The aim is to produce a road map for implementing a cargo transport route using natural gas-fuelled trucks, with 20% less emission as compared with diesel.
In Europe, using natural gas in heavy duty vehicles (trucks and buses) is already a reality, as blue corridors have been developed for over two decades – these routes ensure self-sufficiency for fuel for vehicles using CNG (compressed natural gas) or LNG (liquefied gas). They are called “blue” corridors because of the colour of the flame when gas is burned. In Brazil, a group of scientists of the Research Centre for Gas Innovation (RCGI) intends to produce a road map to implement a blue corridor in the area of influence surrounding the cities of Campinas and São Paulo (SP).
“First, we will survey the technology available for using natural gas, and then begin working with the theoretical concept of what a sustainable fuel would be in the current scenario”, explains Professor Dominique Mouette of EACH-USP (School of Arts, Sciences and Humanities of the University of São Paulo), the coordinator of the project named “Integrated Sustainability Analysis of Natural Gas as a Transportation Fuel in heavy vehicles: The Paulista Blue Corridor”.

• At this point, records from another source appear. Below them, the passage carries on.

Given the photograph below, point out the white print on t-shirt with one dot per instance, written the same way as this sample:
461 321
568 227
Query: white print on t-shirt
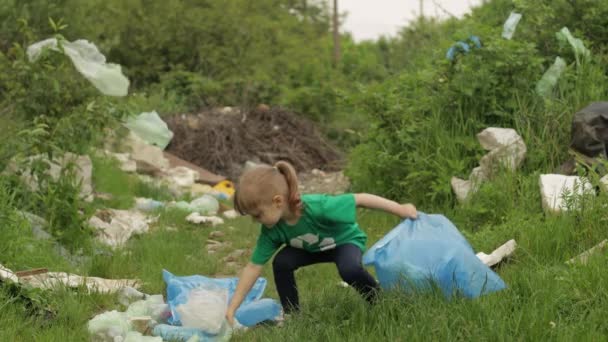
311 240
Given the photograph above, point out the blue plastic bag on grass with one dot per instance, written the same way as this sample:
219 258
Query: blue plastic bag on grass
252 311
430 250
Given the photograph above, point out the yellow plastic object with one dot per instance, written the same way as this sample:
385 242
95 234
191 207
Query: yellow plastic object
225 187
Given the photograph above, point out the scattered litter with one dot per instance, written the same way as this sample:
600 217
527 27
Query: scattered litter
146 156
224 142
232 214
109 326
180 179
128 294
7 274
463 47
510 25
604 183
225 189
252 311
232 265
204 176
182 334
204 205
235 255
201 189
499 253
134 336
430 250
104 196
106 77
580 51
147 204
150 128
320 182
140 318
39 226
217 234
558 191
114 227
198 219
215 301
33 271
50 280
83 171
126 164
141 324
545 85
259 311
506 149
213 246
583 258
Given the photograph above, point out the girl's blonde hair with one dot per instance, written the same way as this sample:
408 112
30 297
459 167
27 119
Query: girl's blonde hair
260 184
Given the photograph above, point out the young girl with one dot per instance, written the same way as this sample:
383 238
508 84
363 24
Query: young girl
314 228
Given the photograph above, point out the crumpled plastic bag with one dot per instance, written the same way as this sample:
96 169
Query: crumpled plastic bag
173 333
109 325
510 25
418 254
150 128
251 312
117 326
106 77
135 336
580 51
545 85
205 309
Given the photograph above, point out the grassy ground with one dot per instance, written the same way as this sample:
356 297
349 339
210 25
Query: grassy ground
546 299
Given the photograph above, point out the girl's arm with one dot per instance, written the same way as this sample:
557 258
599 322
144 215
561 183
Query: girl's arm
376 202
250 274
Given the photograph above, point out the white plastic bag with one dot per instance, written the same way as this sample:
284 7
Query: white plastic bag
204 309
106 77
510 25
545 85
150 128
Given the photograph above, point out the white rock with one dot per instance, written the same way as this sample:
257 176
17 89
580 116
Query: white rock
231 214
121 226
506 149
499 253
141 151
7 274
198 219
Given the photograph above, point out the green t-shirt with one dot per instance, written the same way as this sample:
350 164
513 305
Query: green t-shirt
326 222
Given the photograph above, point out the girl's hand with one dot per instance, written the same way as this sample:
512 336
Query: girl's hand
230 317
408 210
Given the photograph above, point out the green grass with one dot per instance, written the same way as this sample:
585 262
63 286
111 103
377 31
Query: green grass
546 299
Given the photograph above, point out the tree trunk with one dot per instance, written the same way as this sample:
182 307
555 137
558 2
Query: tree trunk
336 34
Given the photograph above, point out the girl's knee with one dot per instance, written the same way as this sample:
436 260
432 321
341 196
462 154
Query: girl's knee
351 272
283 262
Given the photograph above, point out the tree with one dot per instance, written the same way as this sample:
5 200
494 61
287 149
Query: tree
336 34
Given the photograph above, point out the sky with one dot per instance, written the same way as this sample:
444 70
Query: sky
369 19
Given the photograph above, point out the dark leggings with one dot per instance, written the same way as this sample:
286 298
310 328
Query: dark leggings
346 257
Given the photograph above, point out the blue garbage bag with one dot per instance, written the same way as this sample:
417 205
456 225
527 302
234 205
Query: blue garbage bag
252 311
173 333
430 251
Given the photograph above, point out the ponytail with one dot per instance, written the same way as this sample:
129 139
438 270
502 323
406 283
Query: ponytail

“One example is ethanol, which is considered to emit less greenhouse gases (GHG). On the other hand, we need to question if ethanol is indeed a more sustainable fuel than natural gas, given the current context of the growing need of land use for food production.” She highlights that adopting or not a particular technology depends on the context in which it will be applied, “Ideally, we need to have a certain diversity of sources of energy.”
The project used the concept of blue corridors presented in a previous exploratory work by doctoral student Thiago Brito, along with Mouette and three other colleagues, which simulated the implementation of the São Paulo-Campinas corridor. “We started from the question: if São Paulo and Campinas had efficient infrastructure to assist gas-fuelled heavy duty vehicles, which area could these vehicles serve with autonomy?” Brito explains.
“As a basis, we used a study that estimated the origin/destination of the vehicles. We considered the vehicles leaving one city and heading to the other using the same corridor. We calculated the distance between the cities and how much diesel fuel was used; later, we converted it to natural gas. Then, we calculated both GHG and pollutant emissions. We concluded that the truck fleet circulating in the area outlined by the blue corridor proposed could emit 20% less greenhouse gas per day (690 tons), in case of being fully replaced with CNG.”
Brito explains that even though natural gas emits more GHG, its CO2 emission is lower; therefore, the emission impact is smaller than that of diesel, in CO2 equivalence. “Also, natural gas emits fewer pollutants such as carbon monoxide, sulphur and particulate matter.”
Road Map – The second stage of the project is an economic evaluation of the corridor implementation in the State of São Paulo, which would correspond to a 200 km radius starting from the cities of São Paulo and Campinas. “There are at least three cost estimates to consider: kilometres travelled, the cost of technology and infrastructure”, Dominique says, remarking that the few gas-fuelled trucks running in Brazil nowadays were imported.
Based on this information, the team, which is also composed by biologist Rodrigo Galbieri, will produce a road map with coordinates to implement the blue corridor. “How to do it? How much will it cost? Where to implement it? It will also include a financial survey on the advantages of replacing diesel with natural gas. The vehicle price does not vary that much, yet infrastructure has to be built. In general, gas is cheaper and requires lower maintenance than diesel, and the amount of energy generated per unit is equivalent”, Brito says. According to Comgás (Gas Company of São Paulo), CNG yields 25% more than petrol and 78% more than ethanol. A passenger car that runs an average of 10 km on a litre of petrol and 7 km on a litre of ethanol will cover 12.5 km using one cubic meter of CNG.